# How can I show that this matrix has no inverse?

Let $$A = [a_{ij}]$$ be an $$n \times n$$ matrix with entries in $$\mathbb{R}$$. Suppose there exists an $$m$$ with $$a_{ij} = 0$$ for $$i \ge m$$ and $$j \le m$$, and $$a_{i,i} \ne 0$$ for $$1 \le i \lt m$$. Show that $$A$$ has no inverse.

From my understanding no diagonal value is zero, but all the non-diagonal values more than some arbitrary $$m$$ is zero. And, I know I must show that the determinant is zero, but I'm not sure how to do this.

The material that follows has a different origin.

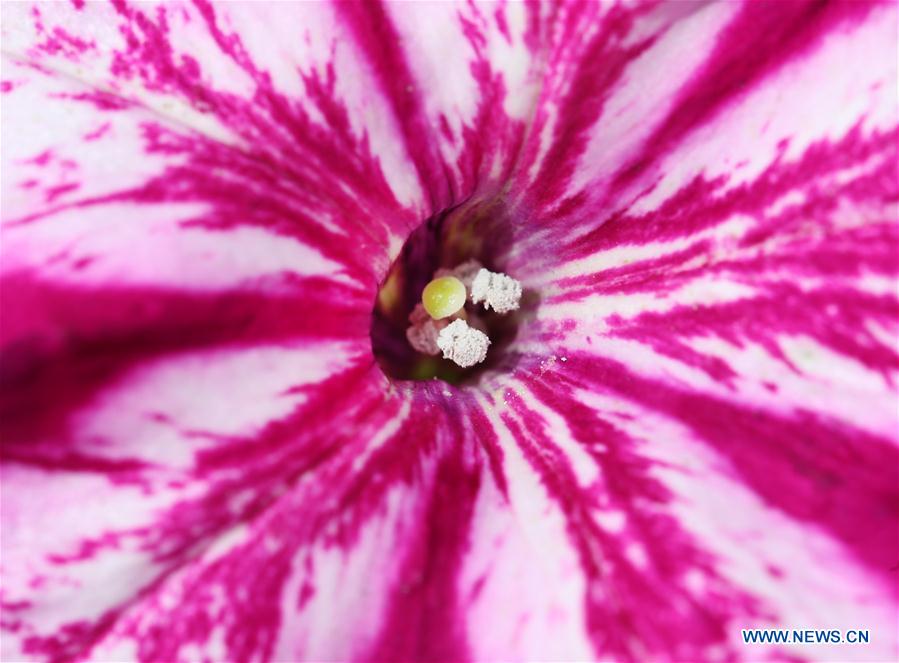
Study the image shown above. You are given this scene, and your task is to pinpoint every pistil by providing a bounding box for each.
[421,276,466,319]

Note that you do have a diagonal entry equal to 0: $$a_{m,m} = 0$$. And possibly $$a_{k,k} = 0$$ for values of $$k \geq m$$.

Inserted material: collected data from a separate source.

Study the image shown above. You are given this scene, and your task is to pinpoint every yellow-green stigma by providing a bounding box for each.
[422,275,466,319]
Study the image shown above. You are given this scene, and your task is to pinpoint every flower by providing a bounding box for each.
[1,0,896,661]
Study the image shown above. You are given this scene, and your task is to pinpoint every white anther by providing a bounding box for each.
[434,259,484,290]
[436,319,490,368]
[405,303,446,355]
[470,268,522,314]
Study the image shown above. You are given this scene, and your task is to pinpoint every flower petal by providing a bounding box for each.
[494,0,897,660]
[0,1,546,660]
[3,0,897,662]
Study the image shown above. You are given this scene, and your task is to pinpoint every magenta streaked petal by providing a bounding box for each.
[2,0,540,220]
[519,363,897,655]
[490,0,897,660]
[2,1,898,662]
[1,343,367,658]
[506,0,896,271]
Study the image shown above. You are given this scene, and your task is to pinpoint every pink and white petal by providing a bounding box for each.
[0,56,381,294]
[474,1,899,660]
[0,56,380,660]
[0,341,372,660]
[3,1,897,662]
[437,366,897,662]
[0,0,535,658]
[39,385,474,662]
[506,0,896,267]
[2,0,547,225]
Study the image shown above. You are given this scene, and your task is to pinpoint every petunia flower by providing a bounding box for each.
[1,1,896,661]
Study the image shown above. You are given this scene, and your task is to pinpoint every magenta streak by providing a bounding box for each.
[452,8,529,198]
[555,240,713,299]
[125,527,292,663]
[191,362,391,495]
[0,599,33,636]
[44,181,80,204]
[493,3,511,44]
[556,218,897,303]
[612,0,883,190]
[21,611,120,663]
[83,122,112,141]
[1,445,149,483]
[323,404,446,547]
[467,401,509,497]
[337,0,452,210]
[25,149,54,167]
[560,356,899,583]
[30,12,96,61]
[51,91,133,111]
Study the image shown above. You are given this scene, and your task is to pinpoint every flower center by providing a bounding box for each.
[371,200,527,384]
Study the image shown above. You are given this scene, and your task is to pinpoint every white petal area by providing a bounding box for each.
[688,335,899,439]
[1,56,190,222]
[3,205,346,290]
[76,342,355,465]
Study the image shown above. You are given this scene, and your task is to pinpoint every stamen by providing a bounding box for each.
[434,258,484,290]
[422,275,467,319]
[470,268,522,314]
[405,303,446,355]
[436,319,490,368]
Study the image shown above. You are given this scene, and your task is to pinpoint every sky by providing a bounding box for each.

The hypothesis is saying you have a block of zeroes in the bottom left of the matrix, which includes a diagonal entry. This should allow you to take a block decomposition of your matrix, $$A = \begin{bmatrix} A_{1,1} & A_{1,2} \\ 0 & A_{2,2} \end{bmatrix}$$ where $$A_{1,1}$$ is $$(m-1) \times (m-1)$$ and has no zeroes on the diagonal. Then $$A_{2,2}$$ is $$(n-(m+1))\times (n-(m+1))$$, the top left entry of $$A_{2,2}$$ is $$a_{m,m}$$ (which is 0). In fact, the first column of $$A_{2,2}$$ consists of the entries $$a_{i,j}$$ where $$i$$ runs through $$m, m+1, \dots, n$$ and $$j = m$$ (your hypothesis gives you some info on these entries).

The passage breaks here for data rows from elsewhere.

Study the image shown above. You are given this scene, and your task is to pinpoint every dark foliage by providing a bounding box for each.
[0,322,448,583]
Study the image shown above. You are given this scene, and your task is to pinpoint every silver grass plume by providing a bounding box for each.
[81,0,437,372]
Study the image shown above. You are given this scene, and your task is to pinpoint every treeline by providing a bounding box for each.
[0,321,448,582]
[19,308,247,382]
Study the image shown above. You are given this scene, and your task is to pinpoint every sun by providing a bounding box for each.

Now: Can you show that $$A_{2,2}$$ is not invertible? What does this tell you about the invertibility of $$A$$?

• If $A_{2,2}$'s top-left element is zero, then it's determinant should also be zero after taking the co-factor expansion. However, can't we take a non-singular matrix, and generate a zero in that very place by using row operations? – Jaigus Mar 13 at 18:43
• @Jaigus The comment you made is not true: simply having a diagonal entry equal to $0$ does not make the determinant $0$ (consider $\begin{bmatrix} 0 & 1\\1&0\end{bmatrix}$). But consider what is happening with the rest of the entries in the first column of $A_{2,2}$. – Morgan Rodgers Mar 13 at 19:30
• So because the first column is all zeros, that means that the first column as a vector is linearly dependent, so $A_{2,2}$ is not full rank, and therefore singular? – Jaigus Mar 13 at 19:59
• Yes absolutely, a full column of zeros will give zero determinant with a cofactor expansion also. – Morgan Rodgers Mar 13 at 20:24
• @Jaigus It's really the singularity of $A_{2,2}$ along with the $0$ block that will tell you the whole thing is singular. Have you seen formulas for the determinant of $\begin{bmatrix} A&B\\0&D \end{bmatrix}$? If not, consider the rank of $A$. How many pivot positions can $A$ have in the top portion of the matrix $\begin{bmatrix} A_{1,1} & A_{1,2}\end{bmatrix}$? How many in the bottom portion $\begin{bmatrix} 0 & A_{2,2}\end{bmatrix}$? – Morgan Rodgers Mar 13 at 23:03

The determinant $$\det(A)$$ is a sum of products $$\pm\, a_{1\,\sigma(1)}\>a_{2\,\sigma(2)}\>\cdots\> a_{n\,\sigma(n)}\ ,\tag{1}$$ where $$\sigma$$ runs through the $$n!$$ permutations of $$[n]$$. For such a permutation $$\sigma$$ we cannot have $$m+1\leq \sigma(i)\leq n\quad(m\leq i\leq n)$$ (counting elements). It follows that in each product $$(1)$$ there is at least one factor $$a_{i\,\sigma(i)}=0$$. Therefore $$\det(A)=0$$; hence $$A$$ is singular.